As there are some notable features (namely networking) that are only available to the C++ API, I've decided to start developing that way instead. I'll post my findings thus so far on the debugging protocol, and I may return to the project on a future date.
Firstly, there was absolutely no need to develop such a program using Love2D, and I was only doing so because I had some libraries built up in it. It is far more practical to simply use a Lua program, parsed by some simple C++.
The protocol is completely accessible to standard UDP libraries (such as LuaSocket, which I used), and is bound to "127.0.0.1:4630".
Upon startup, a Polycode program begins to broadcast pings every second. These pings differ only by a single byte, which counts what number ping it is (not the number of seconds elapsed).

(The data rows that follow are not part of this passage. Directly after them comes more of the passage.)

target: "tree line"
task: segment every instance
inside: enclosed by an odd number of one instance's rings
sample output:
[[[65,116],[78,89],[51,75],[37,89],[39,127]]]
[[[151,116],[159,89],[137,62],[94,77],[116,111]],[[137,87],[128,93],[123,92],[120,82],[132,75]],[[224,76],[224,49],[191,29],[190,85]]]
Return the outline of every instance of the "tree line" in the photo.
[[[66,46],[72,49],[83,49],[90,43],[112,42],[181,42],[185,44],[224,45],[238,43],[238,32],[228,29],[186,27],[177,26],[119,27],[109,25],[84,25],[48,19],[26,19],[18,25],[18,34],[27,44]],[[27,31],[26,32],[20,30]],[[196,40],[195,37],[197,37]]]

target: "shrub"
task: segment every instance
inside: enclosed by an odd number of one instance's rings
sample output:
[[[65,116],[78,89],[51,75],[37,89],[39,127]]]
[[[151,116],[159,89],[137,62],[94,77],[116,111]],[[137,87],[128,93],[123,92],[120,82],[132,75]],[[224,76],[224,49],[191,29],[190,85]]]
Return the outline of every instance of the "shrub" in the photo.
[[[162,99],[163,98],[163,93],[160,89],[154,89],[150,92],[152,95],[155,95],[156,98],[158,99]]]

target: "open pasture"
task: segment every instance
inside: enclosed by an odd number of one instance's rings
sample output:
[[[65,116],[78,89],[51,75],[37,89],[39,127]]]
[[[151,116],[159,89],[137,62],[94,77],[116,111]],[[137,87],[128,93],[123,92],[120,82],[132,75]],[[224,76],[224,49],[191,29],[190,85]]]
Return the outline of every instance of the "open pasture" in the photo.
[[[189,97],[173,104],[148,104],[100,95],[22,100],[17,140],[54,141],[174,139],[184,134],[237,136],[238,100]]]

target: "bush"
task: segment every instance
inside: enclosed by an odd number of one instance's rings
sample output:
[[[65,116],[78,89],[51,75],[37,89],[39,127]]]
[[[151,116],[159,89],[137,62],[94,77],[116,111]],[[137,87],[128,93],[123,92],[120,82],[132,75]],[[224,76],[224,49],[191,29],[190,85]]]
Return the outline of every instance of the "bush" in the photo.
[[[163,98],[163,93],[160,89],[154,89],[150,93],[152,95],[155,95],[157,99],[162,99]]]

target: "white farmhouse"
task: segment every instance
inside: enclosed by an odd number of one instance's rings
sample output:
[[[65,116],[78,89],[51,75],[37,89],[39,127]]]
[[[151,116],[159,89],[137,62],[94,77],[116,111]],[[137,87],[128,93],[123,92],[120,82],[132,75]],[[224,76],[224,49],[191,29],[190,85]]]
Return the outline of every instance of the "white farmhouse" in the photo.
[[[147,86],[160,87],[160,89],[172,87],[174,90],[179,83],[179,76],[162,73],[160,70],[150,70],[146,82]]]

When a print statement is executed, or an error occurs, it is added to a list of packets sent every cycle (one second). These packets are all sent simultaneously, but in order.
print("This is the first print statement.")
print("This is the second print statement.")
After the first three or so pings (the time it takes to initialize the program, at least on my computer), this sequence will be sent every second:
Print Statement 1
Print Statement 2
When an uncaught error occurs, a similar process transpires. Packets will continue being sent, even though program execution has halted, until the application is closed.
I have not yet analysed the print statement packets, but my analysis of the error packets follows:
Errors queue two packets: The error and the backtrace.
The error packet contains at least three relevant data points: The line the error occurred on, the message the error returned, and the file the error occurred in. It may also contain the length of the backtrace, but this is unconfirmed.
The line and message are a fixed length from the start of the datagram:
The line number is the twenty-first (21st) byte in the datagram.
The error message starts on the twenty-fifth (25th) byte, and is null-terminated (is immediately followed by a zero byte, which can be used to detect the length of the message).
The file path is a bit trickier. The position of this data within the datagram is variable, so it must be detected by string operations. I used the following line to extract it:
local file = data:match("%g*%.lua")
Where 'data' is the datagram string.
I have not yet analysed any of the rest of the protocol, but I have some additional insights.
As the datagram contains unprintable characters, it cannot be printed. It should instead be passed to a function that translates all unprintable characters to a readable, unique format. This is the function I used:
local function fixstring(str)
local ret = ""
for i=1,str:len() do
local c = str:sub(i,i)
if not c:find("[%w%p]") then
ret = ret.."_"..c:byte().."_"
ret = ret..c
Some errors (such as a 'require' error) will not pass the same text to the debugging protocol as they would to a console output. As a result these errors are entirely uninformative, so I advise finding some way to capture the true error using 'pcall' and/or 'xpcall' (There is also a character limit on the print messages sent to the protocol, so you may need to separate the error into smaller strings.).